Route information
- Maintained by City of Tshwane Metropolitan Municipality
- Length: 8.7 km (5.4 mi)

Major junctions
- West end: M37 in Wierdapark
- R101 in Hennopspark M19 in Centurion CBD M34 in Die Hoewes
- East end: M18 in Lyttelton Manor

Location
- Country: South Africa

Highway system
- Numbered routes of South Africa;
| ← M24 |  | → M26 |

= M25 (Pretoria) =

Road in Pretoria, South Africa

The M25 road is a short metropolitan route in the City of Tshwane in Gauteng, South Africa. It is in the city of Centurion, connecting Wierdapark with Lyttelton via the Centurion CBD.

== Route ==
The M25 begins in Wierdapark, at a junction with the M37 route (Rooihuiskraal Road) adjacent to Reds Shopping Centre. It begins by heading eastwards as Hendrik Verwoerd Drive for 2.7 kilometres, passing in-between Wierdapark and Rooihuiskraal North, to reach a junction with the R101 route (Old Johannesburg Road) in Hennopspark.
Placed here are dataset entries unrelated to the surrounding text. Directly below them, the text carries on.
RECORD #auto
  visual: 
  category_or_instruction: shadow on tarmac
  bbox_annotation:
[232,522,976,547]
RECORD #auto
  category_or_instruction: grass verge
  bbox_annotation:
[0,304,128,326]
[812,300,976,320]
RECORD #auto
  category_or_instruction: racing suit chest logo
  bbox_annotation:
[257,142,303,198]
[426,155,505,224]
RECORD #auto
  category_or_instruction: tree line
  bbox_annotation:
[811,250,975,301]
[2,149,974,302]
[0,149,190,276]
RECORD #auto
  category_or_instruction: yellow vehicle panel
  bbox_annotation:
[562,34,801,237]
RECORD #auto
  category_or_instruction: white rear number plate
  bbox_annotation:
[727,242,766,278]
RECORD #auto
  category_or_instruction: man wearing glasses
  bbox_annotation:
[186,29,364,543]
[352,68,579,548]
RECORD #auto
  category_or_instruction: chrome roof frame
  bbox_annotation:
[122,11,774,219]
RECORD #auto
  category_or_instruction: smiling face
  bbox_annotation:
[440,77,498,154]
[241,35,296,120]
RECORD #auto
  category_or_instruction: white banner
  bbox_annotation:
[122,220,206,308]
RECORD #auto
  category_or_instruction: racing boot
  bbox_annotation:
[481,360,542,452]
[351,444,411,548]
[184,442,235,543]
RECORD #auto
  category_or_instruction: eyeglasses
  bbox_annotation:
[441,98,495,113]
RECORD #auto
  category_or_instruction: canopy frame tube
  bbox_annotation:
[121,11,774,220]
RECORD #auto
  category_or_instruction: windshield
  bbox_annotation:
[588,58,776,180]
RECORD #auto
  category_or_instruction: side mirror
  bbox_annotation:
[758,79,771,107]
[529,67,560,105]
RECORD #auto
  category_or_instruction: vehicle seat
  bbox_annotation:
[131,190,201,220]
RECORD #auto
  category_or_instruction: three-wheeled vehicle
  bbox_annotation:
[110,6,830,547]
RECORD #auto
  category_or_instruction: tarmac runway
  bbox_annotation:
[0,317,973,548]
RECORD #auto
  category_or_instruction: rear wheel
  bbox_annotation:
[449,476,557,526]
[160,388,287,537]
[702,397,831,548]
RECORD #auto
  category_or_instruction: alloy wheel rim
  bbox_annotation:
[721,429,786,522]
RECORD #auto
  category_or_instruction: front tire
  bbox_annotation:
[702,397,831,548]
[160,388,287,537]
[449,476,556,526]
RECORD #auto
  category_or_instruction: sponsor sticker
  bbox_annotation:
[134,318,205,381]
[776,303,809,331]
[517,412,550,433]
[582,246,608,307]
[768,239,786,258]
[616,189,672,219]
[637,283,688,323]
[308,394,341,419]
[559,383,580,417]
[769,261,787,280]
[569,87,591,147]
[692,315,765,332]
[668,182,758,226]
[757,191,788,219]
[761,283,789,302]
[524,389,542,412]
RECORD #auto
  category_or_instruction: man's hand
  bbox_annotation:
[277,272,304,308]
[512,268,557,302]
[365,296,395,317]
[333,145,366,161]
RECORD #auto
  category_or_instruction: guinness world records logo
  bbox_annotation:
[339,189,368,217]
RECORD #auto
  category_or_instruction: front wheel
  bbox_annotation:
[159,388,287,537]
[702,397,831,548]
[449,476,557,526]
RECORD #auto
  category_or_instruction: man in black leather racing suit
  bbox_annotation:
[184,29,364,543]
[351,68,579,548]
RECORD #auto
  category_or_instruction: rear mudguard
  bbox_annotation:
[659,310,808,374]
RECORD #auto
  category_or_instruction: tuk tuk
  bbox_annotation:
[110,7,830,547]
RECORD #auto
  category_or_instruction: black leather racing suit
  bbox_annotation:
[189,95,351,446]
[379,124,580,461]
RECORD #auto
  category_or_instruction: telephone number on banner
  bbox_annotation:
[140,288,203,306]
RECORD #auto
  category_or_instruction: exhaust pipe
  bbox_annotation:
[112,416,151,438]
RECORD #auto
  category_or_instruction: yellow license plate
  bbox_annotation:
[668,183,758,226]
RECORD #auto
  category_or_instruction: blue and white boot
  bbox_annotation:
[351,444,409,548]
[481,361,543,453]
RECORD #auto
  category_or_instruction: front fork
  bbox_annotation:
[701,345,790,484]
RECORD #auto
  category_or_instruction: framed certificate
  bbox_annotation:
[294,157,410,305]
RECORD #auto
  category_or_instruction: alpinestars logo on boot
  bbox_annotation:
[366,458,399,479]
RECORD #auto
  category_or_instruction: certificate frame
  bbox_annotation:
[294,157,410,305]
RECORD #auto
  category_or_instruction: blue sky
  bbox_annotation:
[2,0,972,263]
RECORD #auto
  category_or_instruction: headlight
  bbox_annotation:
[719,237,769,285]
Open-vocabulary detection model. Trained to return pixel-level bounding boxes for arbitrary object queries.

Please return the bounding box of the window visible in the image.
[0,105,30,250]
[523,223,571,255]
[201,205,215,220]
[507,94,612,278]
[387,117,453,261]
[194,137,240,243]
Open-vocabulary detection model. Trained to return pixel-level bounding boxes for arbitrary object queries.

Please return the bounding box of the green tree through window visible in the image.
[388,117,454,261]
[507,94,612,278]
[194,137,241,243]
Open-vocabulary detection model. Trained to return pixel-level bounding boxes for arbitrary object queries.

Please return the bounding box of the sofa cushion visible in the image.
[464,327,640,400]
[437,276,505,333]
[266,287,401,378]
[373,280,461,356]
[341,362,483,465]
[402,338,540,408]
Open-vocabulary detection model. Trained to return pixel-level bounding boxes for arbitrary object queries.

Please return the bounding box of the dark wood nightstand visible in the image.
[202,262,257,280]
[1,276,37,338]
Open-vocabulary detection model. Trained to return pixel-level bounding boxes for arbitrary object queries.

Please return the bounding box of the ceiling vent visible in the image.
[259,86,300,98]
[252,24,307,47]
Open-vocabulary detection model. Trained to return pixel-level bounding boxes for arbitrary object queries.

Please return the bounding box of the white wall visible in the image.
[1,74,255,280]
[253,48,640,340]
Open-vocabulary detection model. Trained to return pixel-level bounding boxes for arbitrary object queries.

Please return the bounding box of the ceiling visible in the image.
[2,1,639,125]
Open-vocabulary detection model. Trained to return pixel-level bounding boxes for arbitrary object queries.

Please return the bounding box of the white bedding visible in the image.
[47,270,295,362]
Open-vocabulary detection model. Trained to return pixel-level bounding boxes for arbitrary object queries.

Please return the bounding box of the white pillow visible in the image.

The M25 continues eastwards to fly over the N14 highway (Ben Schoeman Freeway) and enter the Centurion CBD, where it meets the M19 route (John Vorster Drive). It heads east-north-east, bypassing Centurion Mall before crossing the Hennops River on the north-western side of Centurion Lake and entering Die Hoewes, where it meets the M34 route (Jean Avenue). It continues east-north-east as Gerhard Street, then Station Street, to reach its end at a t-junction with the M18 route (Botha Avenue) in Lyttelton Manor adjacent to the Centurion Railway Station.